An annotated bibliography is an alphabetic list of research resources that includes an annotation (a description and/or brief critique) for each item. The purpose of the annotation is to inform the reader of the substance, relevance and quality of each source. Annotations appear after each item in the bibliography.
Annotations do not affect the citation style. Therefore, use APA, MLA, Chicago, or another citation style of your choice in the same way you would when preparing a normal bibliography.
What should each annotation include?
An annotation is a paragraph which may contain the following points:
- information about the author (his/her qualifications or place of work)
- the main argument and purpose of the work
- types of material/data/evidence the author used to make points
- the work's main recommendations or conclusions
- your critique and/or assessment of the work (a summary of your analysis of the argument)
- description of any biases and usefulness of the work for your essay
- your instructor may also request that specific information be included/excluded, so read the assignment guidelines carefully
McNab, David T. "Who is on Trial? Teme-Augama Anishnabai Land Rights and George Ironside, Junior: Re-Considering Oral Tradition." Canadian Journal of Native Studies [Canada] 18.1 (1998): pp. 117-33.

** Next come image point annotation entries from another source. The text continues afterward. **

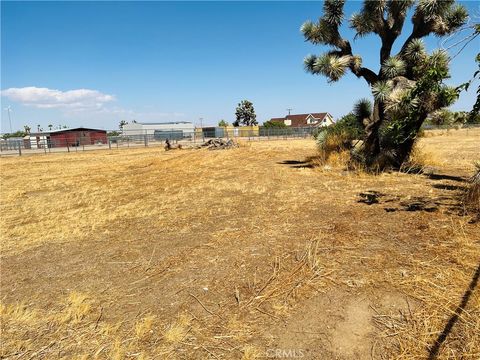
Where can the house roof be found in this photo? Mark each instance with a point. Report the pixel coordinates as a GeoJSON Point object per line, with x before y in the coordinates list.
{"type": "Point", "coordinates": [300, 119]}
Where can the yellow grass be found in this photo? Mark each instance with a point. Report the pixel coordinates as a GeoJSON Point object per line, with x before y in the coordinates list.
{"type": "Point", "coordinates": [141, 253]}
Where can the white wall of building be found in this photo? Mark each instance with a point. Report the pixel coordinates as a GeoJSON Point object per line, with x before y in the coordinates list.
{"type": "Point", "coordinates": [149, 128]}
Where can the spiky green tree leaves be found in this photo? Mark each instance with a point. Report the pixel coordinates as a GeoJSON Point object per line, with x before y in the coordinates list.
{"type": "Point", "coordinates": [409, 84]}
{"type": "Point", "coordinates": [245, 114]}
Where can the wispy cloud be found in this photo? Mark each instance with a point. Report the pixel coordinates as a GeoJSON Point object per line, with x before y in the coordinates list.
{"type": "Point", "coordinates": [45, 98]}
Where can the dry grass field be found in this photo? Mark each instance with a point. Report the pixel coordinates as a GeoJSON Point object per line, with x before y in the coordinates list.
{"type": "Point", "coordinates": [238, 254]}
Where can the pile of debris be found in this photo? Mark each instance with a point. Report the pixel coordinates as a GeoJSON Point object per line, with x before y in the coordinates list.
{"type": "Point", "coordinates": [218, 144]}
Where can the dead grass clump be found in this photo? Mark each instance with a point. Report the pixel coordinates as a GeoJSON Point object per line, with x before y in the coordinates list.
{"type": "Point", "coordinates": [331, 143]}
{"type": "Point", "coordinates": [144, 328]}
{"type": "Point", "coordinates": [472, 198]}
{"type": "Point", "coordinates": [420, 160]}
{"type": "Point", "coordinates": [250, 353]}
{"type": "Point", "coordinates": [176, 331]}
{"type": "Point", "coordinates": [78, 306]}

This research note is an examination of significant documents that were presented during the litigation of the Temagami court case concerning land rights, the Robinson-Huron Treaty of 1850, and annuities. McNab argues that the oral tradition of the Teme-Augama Anishnabai is accurate, showing that they never participated in the treaty. He provides a good narrative about aboriginal oral history tradition which is intended to generate historical debate on this issue. The endnotes and list of references are both informative and especially useful for further research.